There is a significant downside to this. The maximum flash sync speed is 1/30th sec (1/15th sec with 14-bit DNG), with the Sigma EF-630 flash, limiting its use in various conditions (within a studio, or as a fill in, or with people photography when ambient light needs to be factored in). And there is the potential for rolling shutter problems.
Many of the still photography features of the fp are not entirely remarkable, and are standard in other cameras. What is absolutely remarkable, though, is the fp’s professional video features, making it a unique, versatile cine camera.
To enable a thorough review of the Sigma fp for its video and filmmaking capabilities, Better Photography requested Santosh Thundiyil, a cinematographer with an extraordinary background, to use the fp for several weeks, along with a large number of accessories. In the next spread, he presents his personal views on the camera.

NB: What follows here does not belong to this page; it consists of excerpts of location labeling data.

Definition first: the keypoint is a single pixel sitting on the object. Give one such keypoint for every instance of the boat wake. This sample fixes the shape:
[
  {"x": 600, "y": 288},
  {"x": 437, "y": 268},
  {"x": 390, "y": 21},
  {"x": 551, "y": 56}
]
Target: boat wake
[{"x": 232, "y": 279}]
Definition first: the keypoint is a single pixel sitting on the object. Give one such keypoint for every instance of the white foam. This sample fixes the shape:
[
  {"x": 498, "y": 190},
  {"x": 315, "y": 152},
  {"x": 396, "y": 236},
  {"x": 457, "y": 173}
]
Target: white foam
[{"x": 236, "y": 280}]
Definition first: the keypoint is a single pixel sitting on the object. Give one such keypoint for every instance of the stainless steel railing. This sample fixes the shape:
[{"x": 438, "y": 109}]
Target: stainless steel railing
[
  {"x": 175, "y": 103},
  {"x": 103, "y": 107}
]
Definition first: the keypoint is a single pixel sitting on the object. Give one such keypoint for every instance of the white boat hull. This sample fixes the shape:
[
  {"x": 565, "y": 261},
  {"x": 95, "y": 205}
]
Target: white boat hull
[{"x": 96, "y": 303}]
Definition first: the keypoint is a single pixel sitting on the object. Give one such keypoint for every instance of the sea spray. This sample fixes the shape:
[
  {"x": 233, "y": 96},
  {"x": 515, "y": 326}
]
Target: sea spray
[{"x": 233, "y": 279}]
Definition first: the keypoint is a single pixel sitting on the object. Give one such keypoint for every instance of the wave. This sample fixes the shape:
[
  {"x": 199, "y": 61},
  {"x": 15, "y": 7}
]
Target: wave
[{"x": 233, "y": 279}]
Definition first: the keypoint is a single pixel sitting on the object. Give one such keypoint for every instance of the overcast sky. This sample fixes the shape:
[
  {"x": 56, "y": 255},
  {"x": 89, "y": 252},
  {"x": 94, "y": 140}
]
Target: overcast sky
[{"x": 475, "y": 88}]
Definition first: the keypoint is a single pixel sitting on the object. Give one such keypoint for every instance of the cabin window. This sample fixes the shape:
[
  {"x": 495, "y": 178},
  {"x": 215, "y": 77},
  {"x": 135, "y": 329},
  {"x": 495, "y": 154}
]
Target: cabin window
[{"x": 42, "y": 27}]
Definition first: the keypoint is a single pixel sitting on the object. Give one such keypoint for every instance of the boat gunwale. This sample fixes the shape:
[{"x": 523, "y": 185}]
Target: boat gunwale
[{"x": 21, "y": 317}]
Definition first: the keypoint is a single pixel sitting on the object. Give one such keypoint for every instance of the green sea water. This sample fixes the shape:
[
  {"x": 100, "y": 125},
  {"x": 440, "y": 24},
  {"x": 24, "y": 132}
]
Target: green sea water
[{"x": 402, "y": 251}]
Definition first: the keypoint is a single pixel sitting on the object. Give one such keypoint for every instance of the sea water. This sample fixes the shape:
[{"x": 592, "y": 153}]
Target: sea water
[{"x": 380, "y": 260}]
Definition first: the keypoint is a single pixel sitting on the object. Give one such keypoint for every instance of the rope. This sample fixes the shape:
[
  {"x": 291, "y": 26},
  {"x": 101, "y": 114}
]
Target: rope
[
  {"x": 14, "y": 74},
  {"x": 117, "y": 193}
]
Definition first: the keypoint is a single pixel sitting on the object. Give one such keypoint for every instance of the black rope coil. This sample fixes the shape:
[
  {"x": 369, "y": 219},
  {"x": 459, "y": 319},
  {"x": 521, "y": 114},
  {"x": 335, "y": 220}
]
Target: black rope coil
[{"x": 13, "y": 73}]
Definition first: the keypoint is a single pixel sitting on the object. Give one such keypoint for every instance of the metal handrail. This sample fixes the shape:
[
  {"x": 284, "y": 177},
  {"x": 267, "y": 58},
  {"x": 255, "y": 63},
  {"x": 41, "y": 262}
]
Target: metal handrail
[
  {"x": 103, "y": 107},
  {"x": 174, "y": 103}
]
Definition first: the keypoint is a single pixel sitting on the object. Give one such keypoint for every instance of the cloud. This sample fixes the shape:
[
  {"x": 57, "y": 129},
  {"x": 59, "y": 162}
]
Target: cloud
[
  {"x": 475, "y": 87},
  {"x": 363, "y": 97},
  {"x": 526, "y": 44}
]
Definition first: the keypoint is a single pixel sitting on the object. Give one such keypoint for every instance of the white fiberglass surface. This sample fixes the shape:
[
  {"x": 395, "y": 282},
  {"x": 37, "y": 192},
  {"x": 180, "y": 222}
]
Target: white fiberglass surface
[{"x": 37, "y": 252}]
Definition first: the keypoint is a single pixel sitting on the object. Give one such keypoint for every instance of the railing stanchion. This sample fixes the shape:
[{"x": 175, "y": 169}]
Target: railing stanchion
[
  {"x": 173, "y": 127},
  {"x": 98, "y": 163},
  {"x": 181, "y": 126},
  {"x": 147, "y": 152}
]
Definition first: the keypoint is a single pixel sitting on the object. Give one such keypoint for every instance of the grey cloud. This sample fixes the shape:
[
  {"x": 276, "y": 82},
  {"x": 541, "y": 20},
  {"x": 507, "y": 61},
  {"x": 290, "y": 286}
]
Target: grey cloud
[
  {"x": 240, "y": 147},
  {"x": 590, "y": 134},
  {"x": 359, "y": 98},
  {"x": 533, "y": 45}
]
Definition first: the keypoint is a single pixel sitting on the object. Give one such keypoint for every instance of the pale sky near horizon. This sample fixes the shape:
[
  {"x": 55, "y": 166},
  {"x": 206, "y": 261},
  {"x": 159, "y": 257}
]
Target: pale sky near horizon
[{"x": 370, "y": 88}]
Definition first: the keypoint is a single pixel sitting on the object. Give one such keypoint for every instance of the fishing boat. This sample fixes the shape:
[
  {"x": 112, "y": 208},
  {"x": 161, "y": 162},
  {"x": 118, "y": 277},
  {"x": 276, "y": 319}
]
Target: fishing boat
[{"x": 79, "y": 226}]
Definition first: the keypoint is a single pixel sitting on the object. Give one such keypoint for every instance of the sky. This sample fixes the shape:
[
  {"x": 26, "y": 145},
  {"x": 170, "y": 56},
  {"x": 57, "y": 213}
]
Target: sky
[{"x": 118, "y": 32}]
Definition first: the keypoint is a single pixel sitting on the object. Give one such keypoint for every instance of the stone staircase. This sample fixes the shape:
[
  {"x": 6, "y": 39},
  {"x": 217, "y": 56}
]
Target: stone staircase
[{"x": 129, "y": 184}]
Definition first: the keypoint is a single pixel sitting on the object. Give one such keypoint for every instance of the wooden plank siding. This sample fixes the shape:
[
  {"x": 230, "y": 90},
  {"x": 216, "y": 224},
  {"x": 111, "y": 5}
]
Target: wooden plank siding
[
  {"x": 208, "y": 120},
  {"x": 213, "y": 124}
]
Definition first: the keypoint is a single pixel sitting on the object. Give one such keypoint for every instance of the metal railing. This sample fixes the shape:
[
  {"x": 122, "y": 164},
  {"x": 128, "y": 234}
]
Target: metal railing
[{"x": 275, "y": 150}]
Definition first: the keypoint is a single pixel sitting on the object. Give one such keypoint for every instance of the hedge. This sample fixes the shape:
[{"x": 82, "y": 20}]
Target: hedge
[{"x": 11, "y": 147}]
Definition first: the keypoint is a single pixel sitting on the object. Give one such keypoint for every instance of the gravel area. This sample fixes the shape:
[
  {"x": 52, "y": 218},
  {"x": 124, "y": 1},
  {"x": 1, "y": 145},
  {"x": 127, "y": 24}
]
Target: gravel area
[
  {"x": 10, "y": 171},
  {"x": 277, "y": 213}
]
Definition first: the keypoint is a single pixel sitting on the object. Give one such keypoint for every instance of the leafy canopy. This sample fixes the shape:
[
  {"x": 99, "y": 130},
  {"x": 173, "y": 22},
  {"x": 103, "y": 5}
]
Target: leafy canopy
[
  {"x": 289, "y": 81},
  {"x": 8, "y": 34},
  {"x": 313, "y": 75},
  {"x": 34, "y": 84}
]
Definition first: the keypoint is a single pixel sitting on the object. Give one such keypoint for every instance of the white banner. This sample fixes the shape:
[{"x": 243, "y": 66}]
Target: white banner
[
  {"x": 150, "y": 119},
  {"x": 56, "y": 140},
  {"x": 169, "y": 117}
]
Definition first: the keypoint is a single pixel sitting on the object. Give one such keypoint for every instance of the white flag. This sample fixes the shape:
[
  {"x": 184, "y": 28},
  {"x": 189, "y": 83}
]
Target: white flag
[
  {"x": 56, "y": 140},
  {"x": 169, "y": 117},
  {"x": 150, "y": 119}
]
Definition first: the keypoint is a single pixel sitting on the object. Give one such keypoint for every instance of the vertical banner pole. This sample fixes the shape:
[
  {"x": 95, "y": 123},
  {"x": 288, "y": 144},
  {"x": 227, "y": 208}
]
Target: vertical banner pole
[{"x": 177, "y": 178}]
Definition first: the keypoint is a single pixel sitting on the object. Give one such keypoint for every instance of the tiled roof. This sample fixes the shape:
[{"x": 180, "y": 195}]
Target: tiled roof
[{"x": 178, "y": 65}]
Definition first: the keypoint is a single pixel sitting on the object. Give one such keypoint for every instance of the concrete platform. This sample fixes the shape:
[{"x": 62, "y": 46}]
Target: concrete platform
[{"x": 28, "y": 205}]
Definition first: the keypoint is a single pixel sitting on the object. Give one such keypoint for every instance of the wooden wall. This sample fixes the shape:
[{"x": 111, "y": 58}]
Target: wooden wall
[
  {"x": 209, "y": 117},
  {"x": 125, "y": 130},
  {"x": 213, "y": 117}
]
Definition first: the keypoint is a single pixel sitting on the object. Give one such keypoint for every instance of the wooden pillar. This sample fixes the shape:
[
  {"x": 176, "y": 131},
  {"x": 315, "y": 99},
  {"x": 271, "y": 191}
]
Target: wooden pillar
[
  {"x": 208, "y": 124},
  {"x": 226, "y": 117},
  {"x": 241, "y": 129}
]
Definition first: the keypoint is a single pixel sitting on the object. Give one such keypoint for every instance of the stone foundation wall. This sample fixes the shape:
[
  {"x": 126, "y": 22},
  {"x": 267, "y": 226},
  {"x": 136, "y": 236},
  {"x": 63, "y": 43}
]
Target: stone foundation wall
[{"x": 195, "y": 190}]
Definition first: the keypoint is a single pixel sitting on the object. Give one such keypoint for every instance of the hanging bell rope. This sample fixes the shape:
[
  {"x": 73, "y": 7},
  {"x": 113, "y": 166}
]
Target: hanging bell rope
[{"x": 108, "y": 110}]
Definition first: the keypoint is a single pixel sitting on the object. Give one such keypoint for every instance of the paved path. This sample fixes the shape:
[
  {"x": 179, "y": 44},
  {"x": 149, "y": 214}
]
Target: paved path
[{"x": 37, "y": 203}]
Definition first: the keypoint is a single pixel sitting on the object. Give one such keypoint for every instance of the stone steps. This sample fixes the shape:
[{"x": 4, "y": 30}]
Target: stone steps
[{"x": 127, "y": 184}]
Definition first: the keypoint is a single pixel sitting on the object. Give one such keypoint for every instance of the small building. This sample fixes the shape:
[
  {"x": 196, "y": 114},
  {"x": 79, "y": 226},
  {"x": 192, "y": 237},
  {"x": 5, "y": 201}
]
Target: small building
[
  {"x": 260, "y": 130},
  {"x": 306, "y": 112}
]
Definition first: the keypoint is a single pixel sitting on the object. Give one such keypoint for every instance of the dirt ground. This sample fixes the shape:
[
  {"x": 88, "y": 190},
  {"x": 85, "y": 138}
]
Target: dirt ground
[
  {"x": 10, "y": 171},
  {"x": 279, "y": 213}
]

This brings me to the third set of features that critically defines this camera and the intended user. Ergonomics, menu systems, and functional usability. Building a camera ground-up takes courage, and has both pitfalls and advantages. It would have been easy for Sigma to emulate other successful cameras, but I am glad it did not. The fp is a refreshingly straightforward camera, and simple to operate, owing to its minimalistic control layout that is well thought through. Switching between stills and cine is seamless, and immediately changes the LCD info, menu systems and options, and also the options provided by the Quick Set button (also customisable). For more on the control layout and design, please see the ergonomics box.
The learning curve with the fp is more with the specific uses that is best suited for, and in the understanding of its colour science (which, in combination with its versatile sensor, is excellent). Being small, light and sturdy opens up large range of possibilities, especially with handheld gimbals, drones, or as a field cine camera that can easily be operated handheld.